- Gopipur Location in Punjab, India Gopipur Gopipur (India)
- Coordinates: 31°21′53″N 75°17′56″E﻿ / ﻿31.364663°N 75.298943°E
- Country: India
- State: Punjab
- District: Kapurthala

Government
- • Type: Panchayati raj (India)
- • Body: Gram panchayat

Population (2011)
- • Total: 1,075
- Sex ratio 600/475♂/♀

Languages
- • Official: Punjabi
- • Other spoken: Hindi
- Time zone: UTC+5:30 (IST)
- PIN: 144628
- Telephone code: 01822
- ISO 3166 code: IN-PB
- Vehicle registration: PB-09
- Website: kapurthala.gov.in

= Gopipur, Kapurthala =

Gopipur is a village in Kapurthala district of Punjab State, India. It is located 10 km from Kapurthala, which is both district and sub-district headquarters of Gopipur. The village is administrated by a Sarpanch, who is an elected representative.

== Demography ==
According to the report published by Census India in 2011, Gopipur has total number of 199 houses and population of 1,075 of which include 600 males and 475 females.
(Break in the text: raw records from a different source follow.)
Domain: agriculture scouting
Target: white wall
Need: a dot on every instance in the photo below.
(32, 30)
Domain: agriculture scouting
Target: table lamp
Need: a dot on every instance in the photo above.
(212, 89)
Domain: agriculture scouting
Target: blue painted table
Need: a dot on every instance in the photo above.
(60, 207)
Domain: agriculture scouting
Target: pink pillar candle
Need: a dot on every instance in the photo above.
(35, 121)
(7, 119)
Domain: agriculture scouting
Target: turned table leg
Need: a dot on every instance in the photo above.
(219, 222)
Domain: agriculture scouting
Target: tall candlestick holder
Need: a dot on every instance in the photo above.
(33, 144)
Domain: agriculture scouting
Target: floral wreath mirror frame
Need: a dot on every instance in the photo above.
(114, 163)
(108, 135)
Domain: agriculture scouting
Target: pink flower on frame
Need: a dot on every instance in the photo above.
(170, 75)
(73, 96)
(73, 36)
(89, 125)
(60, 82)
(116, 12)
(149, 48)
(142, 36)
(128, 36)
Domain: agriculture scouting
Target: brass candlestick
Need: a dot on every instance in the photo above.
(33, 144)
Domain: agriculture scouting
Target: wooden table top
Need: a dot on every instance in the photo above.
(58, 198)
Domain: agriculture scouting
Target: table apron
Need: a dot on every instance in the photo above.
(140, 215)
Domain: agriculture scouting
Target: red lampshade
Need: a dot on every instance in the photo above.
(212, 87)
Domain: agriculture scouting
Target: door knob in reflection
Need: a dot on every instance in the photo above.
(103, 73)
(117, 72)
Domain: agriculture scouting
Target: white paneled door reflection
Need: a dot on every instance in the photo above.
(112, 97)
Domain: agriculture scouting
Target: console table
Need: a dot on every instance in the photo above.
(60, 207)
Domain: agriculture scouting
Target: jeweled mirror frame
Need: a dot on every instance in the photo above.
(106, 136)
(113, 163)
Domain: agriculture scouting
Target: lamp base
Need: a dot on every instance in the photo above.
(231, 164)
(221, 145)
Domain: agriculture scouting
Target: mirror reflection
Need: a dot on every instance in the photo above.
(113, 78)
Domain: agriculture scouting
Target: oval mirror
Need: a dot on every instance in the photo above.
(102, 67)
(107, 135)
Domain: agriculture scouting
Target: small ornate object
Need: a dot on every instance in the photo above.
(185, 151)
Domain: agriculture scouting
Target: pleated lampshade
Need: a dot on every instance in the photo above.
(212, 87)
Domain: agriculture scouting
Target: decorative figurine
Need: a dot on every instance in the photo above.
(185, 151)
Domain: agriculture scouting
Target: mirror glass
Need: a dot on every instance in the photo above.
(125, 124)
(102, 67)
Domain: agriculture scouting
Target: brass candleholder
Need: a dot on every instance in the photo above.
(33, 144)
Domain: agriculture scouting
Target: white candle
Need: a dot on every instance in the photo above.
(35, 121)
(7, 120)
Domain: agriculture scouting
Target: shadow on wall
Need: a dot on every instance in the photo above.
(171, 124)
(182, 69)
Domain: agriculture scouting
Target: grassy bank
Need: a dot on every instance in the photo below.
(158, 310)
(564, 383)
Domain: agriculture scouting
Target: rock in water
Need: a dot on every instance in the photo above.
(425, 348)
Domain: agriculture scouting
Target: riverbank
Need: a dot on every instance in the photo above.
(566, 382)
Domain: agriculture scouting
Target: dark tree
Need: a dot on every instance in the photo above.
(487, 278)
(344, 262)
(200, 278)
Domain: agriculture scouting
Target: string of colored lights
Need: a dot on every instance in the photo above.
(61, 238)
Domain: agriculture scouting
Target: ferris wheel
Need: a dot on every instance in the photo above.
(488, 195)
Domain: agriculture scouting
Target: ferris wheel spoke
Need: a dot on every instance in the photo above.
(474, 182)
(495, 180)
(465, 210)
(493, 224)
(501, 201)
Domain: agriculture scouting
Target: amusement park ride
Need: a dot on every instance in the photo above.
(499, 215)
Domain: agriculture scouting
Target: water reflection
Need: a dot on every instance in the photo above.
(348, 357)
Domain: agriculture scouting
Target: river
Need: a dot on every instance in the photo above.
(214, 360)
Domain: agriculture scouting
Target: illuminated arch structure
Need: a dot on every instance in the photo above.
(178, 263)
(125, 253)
Literacy rate of Gopipur is 77.65%, higher than state average of 75.84%. The population of children under the age of 6 years is 86 which is 8.00% of total population of Gopipur, and child sex ratio is approximately 593, lower than state average of 846.

== Population data ==

| Particulars | Total | Male | Female |
|---|---|---|---|
| Total No. of Houses | 199 | - | - |
| Population | 1,075 | 600 | 475 |
| Child (0-6) | 86 | 54 | 32 |
| Schedule Caste | 195 | 112 | 83 |
| Schedule Tribe | 0 | 0 | 0 |
| Literacy | 77.65 % | 84.43 % | 69.30 % |
| Total Workers | 378 | 355 | 23 |
| Main Worker | 371 | 0 | 0 |
| Marginal Worker | 7 | 0 | 7 |

==Air travel connectivity==
The closest airport to the village is Sri Guru Ram Dass Jee International Airport.